Here are some examples in which this is evident:
(1) A paper published in the American Nurses Association’s Online Journal of Issues in Nursing states that, “Nursing is an holistic discipline that nurses have demonstrated great enthusiasm for the techniques and modalities associated with the field of complementary and alternative care as these techniques assist nurses to address the physical, mental, emotional, and spiritual dimensions of care.” It includes a table of nursing interventions (Table 1 on page 5) suggesting that for spiritual distress nurses provide spiritual support to facilitate a sense of inner peace.
(2) A study conducted at the Harvard Medical School found that 87% of nurses surveyed in four Boston care centers that provide end of life care “thought that spiritual care should at least occasionally be provided.” Additionally, on average, 93% of the nurses endorsed the appropriateness of eight examples of spiritual care.
(3) Showing that this recognition is really worldwide, in 2010 the Royal College of Nursing in the U.K. conducted an online survey of over 4,000 nurses to identify the attitudes of its members towards spirituality and the provision of spiritual care.
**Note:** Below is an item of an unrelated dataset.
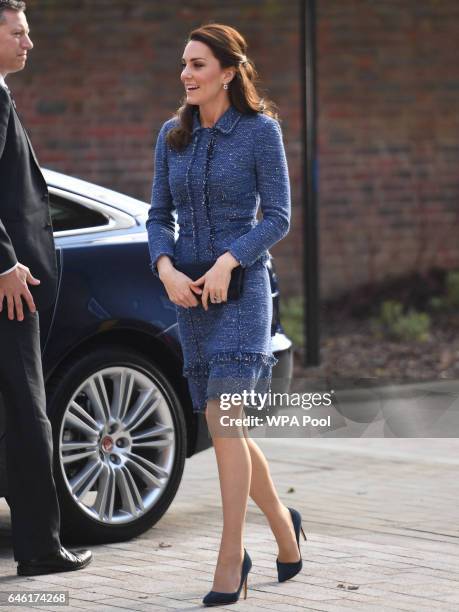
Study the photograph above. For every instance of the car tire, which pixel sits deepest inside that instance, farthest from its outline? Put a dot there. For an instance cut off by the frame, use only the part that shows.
(78, 522)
More than 95% of the nurses felt it was their job to identify the spiritual needs of patients. In addition, nearly 80% called for their training to include spirituality and spiritual care. One respondent in this survey said, “Spiritual care should not be added as an ‘add on’ to patient care but should be embedded in an integrated holistic healthcare approach.” Another respondent said, “I firmly believe that spiritual care is an integral element of health care.”
(4) And a great individual example for me of this recognition of spiritual care comes from a former Emergency Room nurse here in Michigan that I know who once shared with me that she and other nurses would often pray with patients – if the patients wanted them to, of course.
Florence Nightingale, often recognized as the founder of modern nursing, said, “If I could give you information of my life it would be to show how a woman of very ordinary ability has been led by God in strange and unaccustomed paths to do in His service what He has done in her. And if I could tell you all, you would see how God has done all, and I nothing. I have worked hard, very hard, that is all; and I have never refused God anything.”¹
So, a big heartfelt “thanks” to all our wonderful, caring nurses!